With that tragic history of American government oppression in mind, visiting the Manzanar National Historic Site near Independence, California, in August 2010 was a poignant experience. I saw the remaining tiny barracks where families had to live, as well as a guard tower that prevented them from leaving without permission. Most heart-wrenching of all, as I thought of my friend’s relatives, was the cemetery, in the center of which stood an obelisk memorializing the 146 people who died at Manzanar.
In the United States of America, the land of the free and the home of the brave, such an abomination as Manzanar shouldn’t exist. With the passage of time, most Americans have realized the internment of ethnic Japanese in concentration camps was a grave moral crime.
And yet, in the modern era…
The federal government asks American citizens to register their ethnicity in the census—the constitutional purpose of which is to count the number of voters in a given area for the drawing of electoral districts, not to help the government keep tabs on citizens’ ancestries. As we have seen, the American government rounding up innocent people just because of their ethnic heritage isn’t a paranoid delusion but accepted history. It can happen here; it has happened here.

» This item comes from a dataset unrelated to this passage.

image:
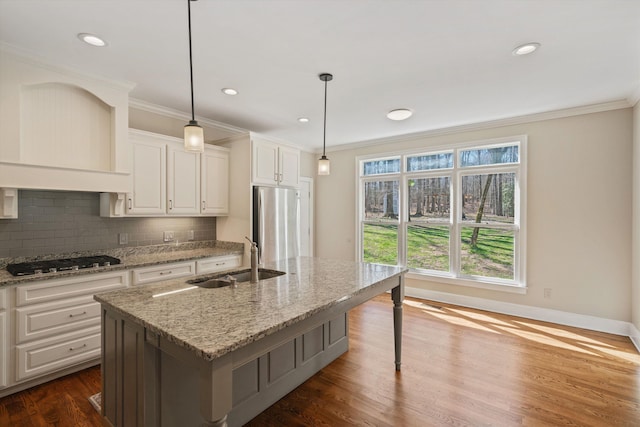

Many Americans seem to hold all Muslims collectively guilty, or at least suspicious, for the attacks of September 11, 2001. This has been implicit in the hysteria over the “Ground Zero Mosque” (which was never to be either at Ground Zero or a mosque). The furor makes no sense except in the context of suspecting all Muslims because of 9/11. This evokes what in the 1940’s Lieutenant General John L. DeWitt told Congress in support of Japanese internment:
They are a dangerous element. There is no way to determine their loyalty… It makes no difference whether he is an American citizen, he is still a Japanese. American citizenship does not necessarily determine loyalty… But we must worry about the Japanese all the time until he is wiped off the map.
We should pause to remember where such bigotry leads: to monstrous places like Manzanar.